Given the output from the three different models (trained on the NLTK Movie Review corpus, the pre-trained Google News Word2Vec, and the pre-trained GloVe model), let's analyze the performance of each based on the results:

#### 1. **GloVe Model**
   - **Similarity Task**: The GloVe model generally provides highly relevant similar words that align closely with our semantic expectations for the given words. It captures nuanced semantic relationships well, for instance, listing both "hollywood" and "comedy" as similar to "movie," which reflects broader contextual understanding.
   - **Analogy Task**: It performs standard analogy resolutions accurately, such as mapping "man" to "woman" as "king" to "queen." However, it falters slightly with less straightforward analogies like predicting "puppies" instead of "kitten" for the analogy from "dog" to "puppy" and "cat."
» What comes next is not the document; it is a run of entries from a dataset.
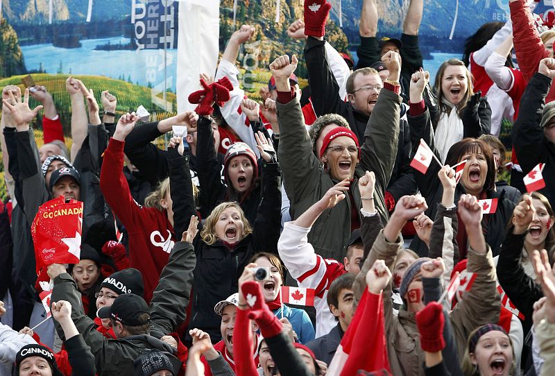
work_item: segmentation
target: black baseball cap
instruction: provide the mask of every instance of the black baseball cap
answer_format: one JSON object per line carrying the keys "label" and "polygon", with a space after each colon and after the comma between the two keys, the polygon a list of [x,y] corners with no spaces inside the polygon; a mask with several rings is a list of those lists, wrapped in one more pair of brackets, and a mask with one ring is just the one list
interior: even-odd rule
{"label": "black baseball cap", "polygon": [[362,237],[360,235],[360,229],[357,228],[351,232],[351,237],[349,239],[349,243],[347,244],[348,247],[350,247],[353,244],[362,243]]}
{"label": "black baseball cap", "polygon": [[79,173],[77,172],[77,170],[74,169],[73,167],[69,167],[67,166],[65,166],[62,168],[60,168],[52,173],[52,175],[50,176],[50,189],[52,190],[52,187],[56,185],[58,180],[63,178],[64,176],[71,176],[75,181],[77,182],[77,184],[79,185],[81,185],[81,179],[79,176]]}
{"label": "black baseball cap", "polygon": [[389,37],[383,37],[378,40],[378,44],[379,45],[379,48],[382,48],[386,43],[393,43],[397,48],[401,49],[401,47],[403,46],[403,42],[397,38],[390,38]]}
{"label": "black baseball cap", "polygon": [[138,326],[150,321],[150,316],[147,320],[140,320],[143,314],[149,314],[148,305],[144,299],[134,293],[124,293],[114,300],[110,307],[103,307],[96,312],[101,318],[113,318],[125,325]]}

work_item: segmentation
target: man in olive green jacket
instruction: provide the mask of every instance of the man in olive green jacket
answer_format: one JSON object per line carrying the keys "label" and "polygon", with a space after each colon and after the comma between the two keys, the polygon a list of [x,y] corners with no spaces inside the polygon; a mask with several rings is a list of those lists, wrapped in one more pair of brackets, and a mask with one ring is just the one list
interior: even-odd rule
{"label": "man in olive green jacket", "polygon": [[[345,255],[351,231],[360,222],[361,196],[357,182],[366,171],[373,171],[375,175],[375,189],[373,198],[363,198],[374,200],[384,223],[388,218],[384,196],[397,155],[402,102],[398,85],[401,64],[399,54],[394,51],[388,52],[382,60],[388,65],[391,80],[386,80],[378,97],[364,133],[361,149],[357,155],[350,153],[355,163],[349,165],[346,176],[342,173],[346,172],[346,169],[342,170],[338,162],[346,158],[345,148],[339,157],[336,151],[330,150],[332,146],[322,152],[322,162],[327,162],[329,169],[322,169],[321,162],[313,153],[298,96],[291,92],[289,84],[289,77],[296,67],[296,58],[293,55],[289,62],[288,56],[280,56],[270,65],[278,91],[277,111],[281,135],[278,153],[285,191],[291,200],[291,218],[298,217],[339,181],[348,178],[352,182],[349,199],[326,210],[308,235],[316,253],[325,258],[343,259]],[[334,153],[336,159],[332,160]],[[357,223],[352,223],[352,218]],[[355,225],[355,228],[352,225]]]}
{"label": "man in olive green jacket", "polygon": [[[173,348],[159,339],[176,332],[178,326],[185,320],[185,308],[190,298],[196,264],[193,245],[187,241],[176,243],[151,300],[150,331],[148,333],[118,339],[105,337],[96,330],[94,321],[85,314],[81,294],[71,275],[67,273],[62,273],[53,278],[51,301],[67,300],[74,307],[71,310],[71,319],[83,334],[85,343],[91,348],[99,375],[134,376],[133,361],[142,354],[151,350],[175,354]],[[49,275],[51,275],[50,269]],[[60,338],[63,340],[63,330],[56,321],[54,323]],[[180,366],[180,361],[175,357],[172,357],[171,360],[177,370]]]}

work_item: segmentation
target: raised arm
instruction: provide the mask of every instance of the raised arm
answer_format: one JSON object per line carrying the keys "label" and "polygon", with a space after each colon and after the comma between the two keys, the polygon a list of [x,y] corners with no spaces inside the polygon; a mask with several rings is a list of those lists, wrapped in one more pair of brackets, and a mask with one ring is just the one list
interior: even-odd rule
{"label": "raised arm", "polygon": [[[382,58],[389,69],[389,79],[399,80],[400,76],[400,56],[390,51]],[[373,115],[364,132],[364,144],[361,150],[360,164],[365,170],[374,171],[376,177],[375,191],[381,197],[389,182],[397,157],[399,139],[399,116],[401,97],[400,87],[387,81],[378,96]]]}
{"label": "raised arm", "polygon": [[[464,223],[468,239],[468,264],[466,270],[476,273],[472,288],[463,296],[451,312],[451,322],[458,343],[466,342],[472,330],[499,321],[501,300],[497,293],[497,274],[491,249],[486,243],[481,228],[481,207],[472,195],[463,194],[459,201],[459,216]],[[464,349],[459,348],[459,359]]]}
{"label": "raised arm", "polygon": [[185,321],[185,309],[191,298],[193,271],[196,264],[193,239],[198,232],[198,220],[191,216],[181,241],[176,243],[164,267],[160,280],[151,300],[151,330],[166,335],[177,331]]}
{"label": "raised arm", "polygon": [[513,42],[516,59],[524,78],[530,80],[538,71],[540,60],[549,56],[545,49],[530,8],[524,0],[509,0],[511,20],[513,22]]}
{"label": "raised arm", "polygon": [[524,172],[540,162],[544,143],[543,129],[540,126],[544,101],[555,77],[555,60],[547,58],[540,62],[540,70],[526,87],[518,118],[511,132],[515,151]]}
{"label": "raised arm", "polygon": [[65,81],[65,89],[69,94],[71,102],[71,162],[77,156],[81,148],[85,137],[87,137],[87,110],[83,103],[83,95],[80,87],[80,81],[72,77],[68,77]]}
{"label": "raised arm", "polygon": [[305,120],[298,98],[291,94],[289,76],[297,67],[294,55],[280,56],[270,69],[278,89],[278,121],[280,123],[280,148],[278,157],[283,172],[283,182],[292,205],[296,205],[310,192],[310,181],[318,178],[320,162],[312,152],[312,143],[305,128]]}

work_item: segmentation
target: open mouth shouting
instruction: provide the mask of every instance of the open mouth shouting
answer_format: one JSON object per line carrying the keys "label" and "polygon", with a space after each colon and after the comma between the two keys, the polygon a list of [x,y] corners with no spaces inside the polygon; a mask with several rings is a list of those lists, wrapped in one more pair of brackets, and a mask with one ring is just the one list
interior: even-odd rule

#### 2. **Google News Word2Vec**
   - **Similarity Task**: This model's strength is evident in its accurate and contextually relevant word similarities, reflecting its training on a vast and diverse dataset. However, it includes some noise (e.g., "moive" instead of "movie"), which might be a spelling error captured during its training.
   - **Analogy Task**: Performs excellently on standard analogies and offers precise predictions that match closely with expected results, highlighting its effectiveness in understanding and processing real-world, frequently encountered relationships.

#### 3. **NLTK Movie Reviews Word2Vec**
   - **Similarity Task**: This model's outputs are more narrowly focused around movie-related content, which is a reflection of its training data. For example, the word "science" brings up genre-related words like "fiction" and "horror."
   - **Analogy Task**: It struggles with analogies, providing some bizarre or incorrect matches such as "jay" for the pair "man" to "woman" as "king" to "jay", which might be due to the limited and highly specialized training data.

### Which Model Performs Best?

- **For General Language Understanding and Breadth**: The **Google News Word2Vec model** stands out as the most robust in handling a wide variety of common and complex language tasks due to its extensive training on a large and diverse corpus. It provides accurate synonyms and resolves analogies with a high degree of reliability.

- **For Context-Specific Tasks (Movies and Entertainment)**: The **NLTK Movie Reviews Word2Vec model** would be preferred if the domain of interest is strictly entertainment-related content, as it might capture nuanced sentiments or jargon specific to movie reviews better than the others.

- **For a Balance of Nuance and Semantic Depth**: The **GloVe model** appears to strike a balance between breadth and depth, offering nuanced semantic connections that are particularly useful for tasks requiring a deep understanding of word relationships beyond mere co-occurrence.

### Conclusion

In conclusion, the choice of the best model depends significantly on the specific needs of the application:
- **Google News Word2Vec** is ideal for general-purpose NLP tasks.
- **GloVe** offers deep semantic insights suitable for nuanced NLP applications.
- **NLTK Movie Reviews Word2Vec** excels in domain-specific contexts where movie-related content is predominant.

Each model's strengths and limitations reflect the nature of its training data and architecture, underscoring the importance of model selection based on the target application's specific requirements.